Wrong timing I: US stockmarkets tend to rally in the first hour of trade and the last half hour. Wrong timing II: buying at the end of day exposes the trader to overnight risk and possible market gaps. Wrong instrument I: a low-cost basket of exchange traded funds would be better than a mutual fund. Wrong instrument II: the S&P 500 is volatile and its index composition does not necessarily represent the market or sectors that perform well in current market conditions. Wrong asset allocation and decision biases: Tokarev is 49; wants to retire before 65; so his choice of day trading (availability bias) reflects an attempt to make-up for recent stockmarket losses (recency bias). Wrong risk management I: Tokarev day trades a third of his retirement fund whereas most traders recommend a position sizing of 1-2% of your portfolio on a specific trade. Wrong risk management II: Tokarev tells the LA Times, “”That’s what people usually say about day trading — but I don’t see how it can be dangerous.” This comment illustrates the irrational escalation bias, belief bias, blindspot bias, and the focusing effect. Tokarev also may not have factored in the trading and execution costs, and capital gains tax implications of his day-trading. Instead, as Reuters’ Felix Salmon discovered, Tokarev appears to have based his trading strategy on a Wiley Finance book (Richard Schmitt‘s 4o1(k) Day Trading which has a bare-bones author-created website).
The LA Times article also quotes Wells Fargo customer complaints officer Joe Hansman:
Joe Hansman, 29, who handles customer complaints at Wells Fargo, shifts money among two conservative mutual funds in his 401(k) and the banking company’s own stock. He trades 10 to 15 times a month, steering money into Wells Fargo’s stock when he expects it to rally for a few day.
“When I told my wife about it she was really nervous … until I educated her on what it all entails and how poorly [the 401(k)] was performing before that,” Hansman said. “She’s still not 100% behind it but she said, ‘Just don’t lose everything. If you do I’ll divorce you.’ ”
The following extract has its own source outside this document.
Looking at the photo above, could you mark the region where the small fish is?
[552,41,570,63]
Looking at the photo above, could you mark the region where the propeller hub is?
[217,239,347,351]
In my view, Hansman makes a number of potential mistakes: trading expensive mutual funds instead of cheaper exchange traded funds; a home bias towards an employer in a sector (banking) that underperforms in a deleveraging (instead of using sector rotation); possible over-trading per month with higher transaction and execution costs; stocks that may have correlated returns and market beta exposures; and relying on swing trading without hedging. Handling his wife’s loss aversion and the potential, detrimental risks to his relationship are another matter: better invest in a copy of Diane Vaughan’s book Uncoupling: Turning Points In Intimate Relationships and a relationship therapist, just in case.
Neither Tokarev nor Hansman appear to have any background in finance or capital markets. Tokarev has a personal site with 401(k) day trading results.